Esquece-se o mundo de que essas almas ansiosas ainda se acham
nas primeiras esperanças e, por isso mesmo, em disputas mais ásperas por
rebentar o casulo das paixões inferiores na aspiração de subir; dentro da velha
ignorância, que lhe é característica, a multidão só entende o homem na
animalidade em que se compraz ou, então, se o companheiro pretende elevar-se,
lhe exige, de pronto, credenciais positivas do céu, olvidando que ninguém pode
trair o tempo ou enganar o espírito de seqüência da Natureza.
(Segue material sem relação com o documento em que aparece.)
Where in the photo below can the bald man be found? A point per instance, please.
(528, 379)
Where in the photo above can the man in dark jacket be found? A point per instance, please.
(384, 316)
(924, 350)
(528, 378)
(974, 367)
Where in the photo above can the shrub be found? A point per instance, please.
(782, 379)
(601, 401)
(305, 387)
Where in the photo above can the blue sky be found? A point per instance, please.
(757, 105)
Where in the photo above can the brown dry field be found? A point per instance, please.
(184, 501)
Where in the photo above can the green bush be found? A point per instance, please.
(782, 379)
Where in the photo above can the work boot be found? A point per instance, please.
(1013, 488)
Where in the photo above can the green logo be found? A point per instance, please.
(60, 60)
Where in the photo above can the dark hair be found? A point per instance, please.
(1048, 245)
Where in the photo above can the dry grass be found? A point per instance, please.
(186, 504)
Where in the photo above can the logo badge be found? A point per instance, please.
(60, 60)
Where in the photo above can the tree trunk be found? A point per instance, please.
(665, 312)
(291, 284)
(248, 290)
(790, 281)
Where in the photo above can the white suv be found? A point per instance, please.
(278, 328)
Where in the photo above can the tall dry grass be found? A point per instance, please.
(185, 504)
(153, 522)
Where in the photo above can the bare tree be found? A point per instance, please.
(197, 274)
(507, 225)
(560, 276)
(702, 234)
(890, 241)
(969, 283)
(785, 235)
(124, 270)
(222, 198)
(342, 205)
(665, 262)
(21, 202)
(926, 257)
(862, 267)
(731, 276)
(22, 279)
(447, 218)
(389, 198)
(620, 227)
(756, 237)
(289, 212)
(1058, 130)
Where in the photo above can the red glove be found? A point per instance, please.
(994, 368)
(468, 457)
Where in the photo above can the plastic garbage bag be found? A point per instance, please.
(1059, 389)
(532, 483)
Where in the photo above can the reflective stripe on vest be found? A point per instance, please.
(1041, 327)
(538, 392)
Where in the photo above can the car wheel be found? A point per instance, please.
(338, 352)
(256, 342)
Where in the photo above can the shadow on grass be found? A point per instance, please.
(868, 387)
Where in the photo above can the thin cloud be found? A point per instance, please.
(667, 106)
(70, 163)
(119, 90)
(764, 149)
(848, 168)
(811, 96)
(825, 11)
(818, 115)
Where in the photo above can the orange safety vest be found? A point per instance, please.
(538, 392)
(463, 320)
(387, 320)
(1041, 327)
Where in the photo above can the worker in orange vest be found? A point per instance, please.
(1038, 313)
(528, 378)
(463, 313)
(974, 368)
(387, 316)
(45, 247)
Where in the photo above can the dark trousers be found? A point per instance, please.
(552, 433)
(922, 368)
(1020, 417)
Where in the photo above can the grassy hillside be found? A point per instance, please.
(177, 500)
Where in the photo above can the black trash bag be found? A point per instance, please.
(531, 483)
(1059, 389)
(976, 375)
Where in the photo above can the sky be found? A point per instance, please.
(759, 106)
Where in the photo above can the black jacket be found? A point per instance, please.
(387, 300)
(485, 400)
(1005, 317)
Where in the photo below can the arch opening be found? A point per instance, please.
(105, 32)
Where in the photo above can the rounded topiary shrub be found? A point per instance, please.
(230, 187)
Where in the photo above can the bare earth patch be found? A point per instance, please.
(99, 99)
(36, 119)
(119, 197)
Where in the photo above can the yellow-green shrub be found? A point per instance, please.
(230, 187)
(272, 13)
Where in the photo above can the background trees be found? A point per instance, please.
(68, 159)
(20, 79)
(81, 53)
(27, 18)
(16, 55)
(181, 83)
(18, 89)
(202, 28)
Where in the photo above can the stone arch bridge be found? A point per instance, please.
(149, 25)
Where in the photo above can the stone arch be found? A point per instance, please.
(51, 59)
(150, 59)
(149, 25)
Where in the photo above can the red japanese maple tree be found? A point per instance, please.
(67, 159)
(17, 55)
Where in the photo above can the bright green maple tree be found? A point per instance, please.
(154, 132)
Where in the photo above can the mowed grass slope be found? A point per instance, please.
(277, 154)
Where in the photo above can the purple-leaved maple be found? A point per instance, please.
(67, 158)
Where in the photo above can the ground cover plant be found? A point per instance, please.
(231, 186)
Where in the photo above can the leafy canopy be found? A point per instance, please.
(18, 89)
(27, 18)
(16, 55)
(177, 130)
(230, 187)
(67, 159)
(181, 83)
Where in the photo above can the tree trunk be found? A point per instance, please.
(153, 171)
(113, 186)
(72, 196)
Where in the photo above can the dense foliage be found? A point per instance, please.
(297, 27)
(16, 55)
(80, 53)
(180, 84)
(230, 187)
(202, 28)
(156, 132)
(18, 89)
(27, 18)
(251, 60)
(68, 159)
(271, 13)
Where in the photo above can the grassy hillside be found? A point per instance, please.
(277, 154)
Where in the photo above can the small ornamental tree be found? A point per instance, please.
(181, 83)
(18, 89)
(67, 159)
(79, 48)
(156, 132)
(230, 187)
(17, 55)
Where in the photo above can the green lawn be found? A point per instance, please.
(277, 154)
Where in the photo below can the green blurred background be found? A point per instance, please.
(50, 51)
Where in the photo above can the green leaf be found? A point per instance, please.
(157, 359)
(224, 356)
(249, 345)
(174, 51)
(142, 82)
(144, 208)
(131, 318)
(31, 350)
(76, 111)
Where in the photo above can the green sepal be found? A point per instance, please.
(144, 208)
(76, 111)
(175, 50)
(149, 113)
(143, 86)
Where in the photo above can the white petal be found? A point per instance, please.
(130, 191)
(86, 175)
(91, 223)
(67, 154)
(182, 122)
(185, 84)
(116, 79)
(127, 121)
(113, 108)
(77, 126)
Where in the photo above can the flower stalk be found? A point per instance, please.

Resta ao cristão
cultivar seus propósitos sublimes e ouvir o Mestre: Primeiro a erva, depois a
espiga e, por último, o grão cheio na espiga.
103
Estima do mundo
“Se chamaram Belzebu ao pai de família, quanto mais aos
seus domésticos?” – Jesus. (Mateus, 10:25.)
Muitos discípulos do Evangelho existem, ciosos de suas predileções
e pontos de vista, no campo individual.
Falsas concepções ensombram-lhes o olhar.
Quase sempre se inquietam pelo reconhecimento público das
virtudes que lhes exornam o caráter, guardam o secreto propósito de obter a
admiração de todos e sentem-se prejudicados se as autoridades transitórias do
mundo não lhes conferem apreço.
Agem esquecidos de que o Reino de Deus não vem com aparência
exterior; não percebem que, por enquanto, somente os vultos destacados, nas
vanguardas financeiras ou políticas, arvoram-se em detentores de prerrogativas
terrestres, senhores quase absolutos das homenagens pessoais e dos necrológios
brilhantes.
Os filhos do Reino Divino sobressaem raramente e, de modo
geral, enchem o mundo de benefícios sem que o homem os veja, à feição do que
ocorre com o próprio Pai.
Se Jesus foi chamado feiticeiro, crucificado como malfeitor e
arrebatado de sua amorosa missão para o madeiro afrontoso, que não devem
esperar seus aprendizes sinceros, quando verdadeiramente devotados à sua causa?
O discípulo não pode ignorar que a permanência na Terra
decorre da necessidade de trabalho proveitoso e não do uso de vantagens
efêmeras que, em muitos casos, lhe anulariam a capacidade de servir. Se a força
humana torturou o Cristo, não deixará de torturá-lo também. É ilógico disputar
a estima de um mundo que, mais tarde, será compelido a regenerar-se para obter
a redenção.
104
A espada simbólica
“Não cuideis que vim trazer a paz à Terra; não vim
trazer a paz, mas a espada.” – Jesus. (Mateus, 10:34.)
Inúmeros leitores do Evangelho perturbam-se ante essas afirmativas
do Mestre Divino, porquanto o conceito de paz, entre os homens, desde muitos
séculos foi visceralmente viciado. Na expressão comum, ter paz significa haver
atingido garantias exteriores, dentro das quais possa o corpo vegetar sem
cuidados, rodeando-se o homem de servidores, apodrecendo na ociosidade e
ausentando-se dos movimentos da vida.
Jesus não poderia endossar tranqüilidade desse jaez e, em
contraposição ao falso princípio estabelecido no mundo, trouxe consigo a luta
regeneradora, a espada simbólica do conhecimento interior pela revelação divina,
a fim de que o homem inicie a batalha do aperfeiçoamento em si mesmo. O Mestre
veio instalar o combate da redenção sobre a Terra. Desde o seu ensinamento
primeiro, foi formada a frente da batalha sem sangue, destinada à iluminação do
caminho humano. E Ele mesmo foi o primeiro a inaugurar o testemunho pelos
sacrifícios supremos.
Há quase vinte séculos vive a Terra sob esses impulsos renovadores,
e ai daqueles que dormem, estranhos ao processo santificante!
Buscar a mentirosa paz da ociosidade é desviar-se da luz, fugindo
à vida e precipitando a morte. No entanto, Jesus é também chamado o Príncipe da
Paz.
Sim, na verdade o Cristo trouxe ao mundo a espada renovadora
da guerra contra o mal, constituindo em si mesmo a divina fonte de repouso aos
corações que se unem ao seu amor; esses, nas mais perigosas situações da Terra,
encontram, nEle, a serenidade inalterável. É que Jesus começou o combate de
salvação para a Humanidade, representando, ao mesmo tempo, o sustentáculo da
paz sublime para todos os homens bons e sinceros.